The Church of England has lost £ 40 million it invested in New York's Stuyvesant Town apartment complex, a deal which cost it less than 1% of its total asset portfolio, but which the Guardian newspaper points out "was a large layout for a single investment and it comes on the back of other setbacks in the recession." (In a chart accompanying this article in the print edition, the New York Times puts the CofE investment at $70 million).
However, the investment with Tishman Speyer raises more than prudential concerns; it involved the Church of England in a deal which has been called a form of "predatory equity," in this case, when a building is "purchased by owners whose business model requires driving out rent stabilized tenants." (More on this practice may be found here). Rent stabilization in Stuy Town was protecting, in the words of the Guardian,"one of the few remaining bastions of affordable living among the multimillion-dollar tower blocks of lower Manhattan." The Church of England's investment strategy required wiping out this bastion, and depriving these tenants of what are for many long-time family homes.
Moreover,this predatory equity strategy was a feature, not a bug. According to the Gothamist at the time of the sale, "The purchase price of $5.4 billion can only be supported by substantial increases in the rents, by taking units out of rent regulation over time. The offering circular for the sale suggested that the complex could be converted from 75 percent rent regulated units now to only 30 percent rent regulated by 2018." The fact that Tishman-Speyer was found by New York State's highest court to be illegally raising the tenants' rents while simultaneously receiving tax breaks predicated on their provision of rent stabilized housing demonstrates just how central to the offering the aggressive raising of rents was.

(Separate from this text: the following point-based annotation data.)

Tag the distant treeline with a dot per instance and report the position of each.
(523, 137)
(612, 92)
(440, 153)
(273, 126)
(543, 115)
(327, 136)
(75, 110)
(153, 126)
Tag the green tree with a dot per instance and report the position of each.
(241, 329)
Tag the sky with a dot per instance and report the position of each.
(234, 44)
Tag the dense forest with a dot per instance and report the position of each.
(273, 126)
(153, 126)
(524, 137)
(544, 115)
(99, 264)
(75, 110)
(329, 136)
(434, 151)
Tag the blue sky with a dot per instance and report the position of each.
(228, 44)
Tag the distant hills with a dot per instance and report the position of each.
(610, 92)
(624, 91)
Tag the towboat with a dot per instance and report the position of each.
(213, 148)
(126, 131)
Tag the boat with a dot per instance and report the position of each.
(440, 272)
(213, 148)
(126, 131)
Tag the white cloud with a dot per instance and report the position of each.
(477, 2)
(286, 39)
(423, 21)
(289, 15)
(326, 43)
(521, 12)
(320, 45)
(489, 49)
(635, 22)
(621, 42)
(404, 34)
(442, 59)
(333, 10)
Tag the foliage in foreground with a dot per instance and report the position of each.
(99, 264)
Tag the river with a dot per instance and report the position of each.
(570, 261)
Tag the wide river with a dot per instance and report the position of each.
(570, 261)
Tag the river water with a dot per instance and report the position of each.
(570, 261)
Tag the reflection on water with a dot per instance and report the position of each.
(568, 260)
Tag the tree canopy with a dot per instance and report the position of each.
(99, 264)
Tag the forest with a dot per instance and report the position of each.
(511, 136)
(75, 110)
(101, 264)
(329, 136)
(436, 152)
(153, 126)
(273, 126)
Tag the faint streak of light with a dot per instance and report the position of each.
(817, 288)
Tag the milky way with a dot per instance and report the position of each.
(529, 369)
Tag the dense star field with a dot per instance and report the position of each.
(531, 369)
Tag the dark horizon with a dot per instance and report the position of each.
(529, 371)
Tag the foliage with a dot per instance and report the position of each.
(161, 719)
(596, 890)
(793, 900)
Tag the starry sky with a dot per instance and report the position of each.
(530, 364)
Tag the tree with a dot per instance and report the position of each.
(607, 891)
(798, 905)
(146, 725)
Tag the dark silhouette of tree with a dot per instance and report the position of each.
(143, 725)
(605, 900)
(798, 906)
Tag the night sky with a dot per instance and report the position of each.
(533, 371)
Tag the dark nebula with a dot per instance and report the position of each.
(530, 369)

Ironically, on January 28, Arcbishop Williams will be the keynote speaker at the Trinity Institute, speaking on theology and the global economy:
In view of the primacy the Gospels depict Jesus giving questions of economic justice (Matt 25, anyone?), perhaps Archbishop Williams would be better occupied with removing the log from his own eye, before he meddles with other church's affairs?
(edited to correct date of Abp. Williams' presentation).